8 de julho de 2023

A cidade que abriga é a mesma que exclui

  Por Sierra


Foto: G1 PE
Não existe engano algum: a cidade que se gentrifica, a cidade cartão-postal, a cidade que em parte se embeleza para abrigar, agradar e dar boas vindas a turistas e visitantes sazonais é a mesma cidade que desabriga e que exclui os desamparados que insistem em nela viver. E é dentro dessa lógica urbana perversa e excludente que se enquadram os prédios do tipo caixão existentes na Região Metropolitana do Recife, condenados à demolição, que, com o perdão do infame trocadilho, estão servindo de caixão funeral para uma multidão de desvalidos.

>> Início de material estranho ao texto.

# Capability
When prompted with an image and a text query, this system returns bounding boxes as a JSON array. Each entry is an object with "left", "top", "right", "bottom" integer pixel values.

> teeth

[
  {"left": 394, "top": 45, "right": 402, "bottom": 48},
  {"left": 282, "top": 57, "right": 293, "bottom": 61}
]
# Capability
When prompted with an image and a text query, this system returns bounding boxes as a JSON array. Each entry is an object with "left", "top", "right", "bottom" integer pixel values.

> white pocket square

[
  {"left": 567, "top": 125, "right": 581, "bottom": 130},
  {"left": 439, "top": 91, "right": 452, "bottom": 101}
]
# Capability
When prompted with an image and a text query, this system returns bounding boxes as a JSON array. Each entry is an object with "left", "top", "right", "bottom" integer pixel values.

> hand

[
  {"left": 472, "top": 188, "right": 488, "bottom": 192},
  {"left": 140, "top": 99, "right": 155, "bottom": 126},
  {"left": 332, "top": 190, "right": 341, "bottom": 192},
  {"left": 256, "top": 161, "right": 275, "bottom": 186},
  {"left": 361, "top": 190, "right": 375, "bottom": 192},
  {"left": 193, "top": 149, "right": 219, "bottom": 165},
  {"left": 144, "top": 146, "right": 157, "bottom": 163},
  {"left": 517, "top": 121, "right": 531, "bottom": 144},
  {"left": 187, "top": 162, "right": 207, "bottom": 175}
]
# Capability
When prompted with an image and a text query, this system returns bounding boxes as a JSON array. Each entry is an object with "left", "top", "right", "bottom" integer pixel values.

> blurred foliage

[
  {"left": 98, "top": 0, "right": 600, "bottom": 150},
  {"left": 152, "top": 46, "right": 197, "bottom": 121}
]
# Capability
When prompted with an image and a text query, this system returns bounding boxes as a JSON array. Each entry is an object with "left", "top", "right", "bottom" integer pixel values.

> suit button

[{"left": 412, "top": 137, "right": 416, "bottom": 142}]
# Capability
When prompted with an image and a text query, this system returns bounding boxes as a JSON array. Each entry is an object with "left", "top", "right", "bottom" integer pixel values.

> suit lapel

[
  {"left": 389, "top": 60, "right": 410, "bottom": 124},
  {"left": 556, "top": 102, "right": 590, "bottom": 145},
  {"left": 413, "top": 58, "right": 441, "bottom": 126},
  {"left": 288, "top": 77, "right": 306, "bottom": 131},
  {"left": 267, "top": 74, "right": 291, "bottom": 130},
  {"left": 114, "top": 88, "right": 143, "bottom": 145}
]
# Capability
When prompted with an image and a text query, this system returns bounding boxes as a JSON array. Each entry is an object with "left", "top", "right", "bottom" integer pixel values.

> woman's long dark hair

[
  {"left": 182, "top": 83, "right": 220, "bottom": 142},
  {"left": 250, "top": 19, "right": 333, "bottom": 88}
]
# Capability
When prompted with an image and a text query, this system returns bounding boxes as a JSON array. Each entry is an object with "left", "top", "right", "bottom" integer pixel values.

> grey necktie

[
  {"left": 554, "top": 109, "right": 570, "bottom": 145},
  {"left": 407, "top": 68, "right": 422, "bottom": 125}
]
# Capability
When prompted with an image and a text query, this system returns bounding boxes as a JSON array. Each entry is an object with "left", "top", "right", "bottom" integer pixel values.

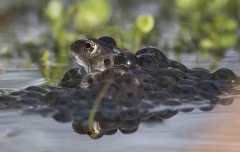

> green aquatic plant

[
  {"left": 74, "top": 0, "right": 111, "bottom": 30},
  {"left": 44, "top": 0, "right": 79, "bottom": 79},
  {"left": 134, "top": 14, "right": 155, "bottom": 51},
  {"left": 42, "top": 0, "right": 114, "bottom": 79},
  {"left": 3, "top": 0, "right": 238, "bottom": 79},
  {"left": 174, "top": 0, "right": 239, "bottom": 69},
  {"left": 43, "top": 0, "right": 156, "bottom": 78}
]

Como se estivéssemos assistindo à exibição de uma reportagem velha, ou melhor, assistindo à reexibição de uma reportagem de semanas atrás, ontem, Pernambuco e o Brasil acompanhou pelas telas da TV e do smartphone a transmissão de mais um caso de desabamento de um prédio condenado à demolição há muitos anos e que estava sendo ocupado por famílias de sem-teto. Desta feita o edifício que veio abaixo era um dos vários que integram o Conjunto Beira–mar, no bairro do Janga, em Paulista, cidade da Região Metropolitana do Recife; e o saldo foi de 14 mortes.

De acordo com um levantamento feito pelo Instituto de Tecnologia de Pernambuco (Itep) existem cerca de 5.300 prédios do tipo caixão, como o que desabou ontem, nas cidades do Recife, Jaboatão dos Guararapes, Olinda e Paulista. E pasmem: desse total o Itep classificou cerca de mil unidades com “risco alto” de desabar; e duzentas e sessenta unidades com “risco muito alto” de ter o mesmo fim. Ou seja: pelo andar da carruagem e contando com a inação do poder público para não exigir das construtoras e seguradoras a demolição das edificações que passaram por vistorias que certificaram que elas correm sérios riscos de ruir e nem conseguir impedir que pessoas, famílias inteiras ocupem esses prédios, nós provavelmente iremos assistir a mais episódios dessas tragédias dentro malfadadas e sinistras crônicas de mortes anunciadas.

No Brasil as políticas públicas não têm conseguido dar conta do déficit habitacional e nem atender amplamente a parcela da população mais carente que dispõe de pouco e/ou nenhum recurso financeiro para aderir a quaisquer programas que visem atender a tal público. Não podemos esquecer que estamos num país onde milhões dependem de um auxílio pecuniário do Governo federal para conseguir sobreviver. Dito isso, é muito difícil senão impossível impedir e/ou proibir que milhares, milhões de indivíduos ergam - com os materiais que podem e/ou conseguem - casas e barracos em locais de risco como beiras de rios e córregos e áreas de morros; e nem esperar que essas mesmas pessoas atendam aos pedidos e recomendações para que não ocupem prédios que estão condenados à demolição, porque é o mesmo que pedir ao mendigo e ao indivíduo em condição de morador de rua completamente desassistido para que não revirem as lixeiras em busca de comida.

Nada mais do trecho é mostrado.